While teaching the stakeholders of the West Kalimantan conflict ways in which other parties in various conflicts in the world have managed to help reduce violence, I learnt a lot from the students. These specialists related my lessons of comparative conflict studies to the conditions in which they themselves were experts. This is why this study cannot start without a big thanks to the police, military, ethnic leaders and civil bureaucracy of the province and districts of West Kalimantan. The two bupatis (heads of districts) of Bengkayang and Sambas, Mr. Jakobus Luna and Mr. Burhanuddin A. Rasyid, deserve special thanks for their analyses of the two main conflicts. To Mr. Burhanuddin I also owe my nickname in West Kalimantan, Pak Long, which was quickly picked up by the local and provincial media. In addition to the two bupatis, I would like to express my gratitude to the leader of the Malay association of Sambas, Mr. H. Darwis; the Madurese leaders Mr. H. Rupaat and Haji Umar Ali (leaders of Gamisma); the leader of Dayak community in Bengkayang, Dr. Yustinus Suherman Acap (the hero of the Bengkayang peace process); and the chairman of West Kalimantans Inter-Religious Communication Forum, Prof. Rector Haitami Salim. I am especially grateful to the two police chiefs of West Kalimantan, Brig. Gen. Iwan Pandjiwinata and Brig. Gen. Erwin T.P.L. Tobing, who in addition to teaching me about the conflict in the province were open-minded enough to allow me to offer my comparative conflict studies perspectives in police classes in the main conflict districts of Singkawang, Sambas, Landak, Bengkayang, and Pontianak. These police chiefs were not consumed by a paranoia that might have forced them to play safe and end the suspicious activity of a foreigner like me. The above-mentioned people were my primary teachers in addition to being the main drivers of peaceful development in West Kalimantan.
In addition to province-level administration, I have been privileged to be able to collaborate with the office of the vice president of Indonesia, from which I was able to learn a lot. The political deputy of the vice president, Professor Djohermansyah Djohan, and the Head of European Affairs of the vice presidents office, Mr. Santos Winarso deserve special thanks.
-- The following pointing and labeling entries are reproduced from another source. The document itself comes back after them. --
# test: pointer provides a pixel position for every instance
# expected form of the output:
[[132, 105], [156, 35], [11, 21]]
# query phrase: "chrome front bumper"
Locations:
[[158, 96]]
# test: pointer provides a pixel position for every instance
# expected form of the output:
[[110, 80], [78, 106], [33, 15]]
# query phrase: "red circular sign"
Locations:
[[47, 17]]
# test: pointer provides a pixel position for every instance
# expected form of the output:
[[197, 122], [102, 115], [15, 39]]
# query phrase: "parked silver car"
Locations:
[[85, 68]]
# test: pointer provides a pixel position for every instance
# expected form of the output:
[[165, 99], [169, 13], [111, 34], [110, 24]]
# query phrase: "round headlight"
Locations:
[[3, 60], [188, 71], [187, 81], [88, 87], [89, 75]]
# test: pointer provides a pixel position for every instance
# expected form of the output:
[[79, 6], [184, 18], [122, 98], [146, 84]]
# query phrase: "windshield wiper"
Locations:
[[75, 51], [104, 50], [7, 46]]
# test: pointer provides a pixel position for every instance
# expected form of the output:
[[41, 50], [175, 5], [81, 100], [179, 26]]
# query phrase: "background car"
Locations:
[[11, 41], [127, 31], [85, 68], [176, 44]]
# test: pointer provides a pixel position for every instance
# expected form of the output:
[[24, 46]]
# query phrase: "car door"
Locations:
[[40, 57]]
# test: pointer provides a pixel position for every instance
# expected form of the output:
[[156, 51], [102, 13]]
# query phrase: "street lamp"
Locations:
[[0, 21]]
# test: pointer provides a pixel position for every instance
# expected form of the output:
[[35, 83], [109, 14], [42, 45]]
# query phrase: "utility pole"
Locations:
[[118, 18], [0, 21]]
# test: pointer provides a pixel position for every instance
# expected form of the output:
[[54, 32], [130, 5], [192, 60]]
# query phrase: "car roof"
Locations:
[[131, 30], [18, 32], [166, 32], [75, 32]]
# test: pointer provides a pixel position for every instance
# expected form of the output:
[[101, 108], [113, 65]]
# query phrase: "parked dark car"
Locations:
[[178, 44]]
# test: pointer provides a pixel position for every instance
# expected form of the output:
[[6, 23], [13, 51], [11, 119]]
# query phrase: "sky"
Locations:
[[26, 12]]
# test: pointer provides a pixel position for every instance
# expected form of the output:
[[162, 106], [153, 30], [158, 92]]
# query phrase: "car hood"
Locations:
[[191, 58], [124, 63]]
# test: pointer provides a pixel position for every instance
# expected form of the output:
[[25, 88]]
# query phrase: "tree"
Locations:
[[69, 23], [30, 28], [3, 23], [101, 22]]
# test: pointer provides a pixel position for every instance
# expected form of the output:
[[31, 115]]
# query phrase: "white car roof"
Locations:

The team of the Universitas Tanjungpura (UNTAN), under the leadership of Prof. Syarif I. Alqadrie, oversaw my operations in West Kalimantan. I would not have been able to learn much about West Kalimantan without the patient guidance of Prof. Alqadrie and Mr. Erdi Abidin, who in a more academic manner were my main teachers of the specific details about the province. The amazing contacts that Professor Alqadrie had among the stakeholders of West Kalimantan, and the respect in which they held him, were the starting point of my studies in West Kalimantan. The stakeholder classes would not have been possible without the contacts, authority and organization of Prof. Alqadrie and Mr. Erdi Abidin. A foreigner could never have started any of that, no matter how many ideas and theories he might have had for West Kalimantan.
My ten years of education in West Kalimantan were funded by the European Commissions Asia Link program, the Finnish Foreign Ministry, the Finnish Embassy in Jakarta, the International Media Support (Copenhagen) and the AsiaEurope Foundation. I am also very grateful to these organizations for their great work for peace that has, as a side product, introduced me to the interesting complexities of the conflict in West Kalimantan. My research on West Kalimantan was funded by the Uppsala Universitys Program on East Asian Peace. The text of this book was edited by Mr. Jonathan Price, and the language editing was sponsored by the Finnish Foreign Ministry. I am grateful for this, and I know that my readers will be even more so.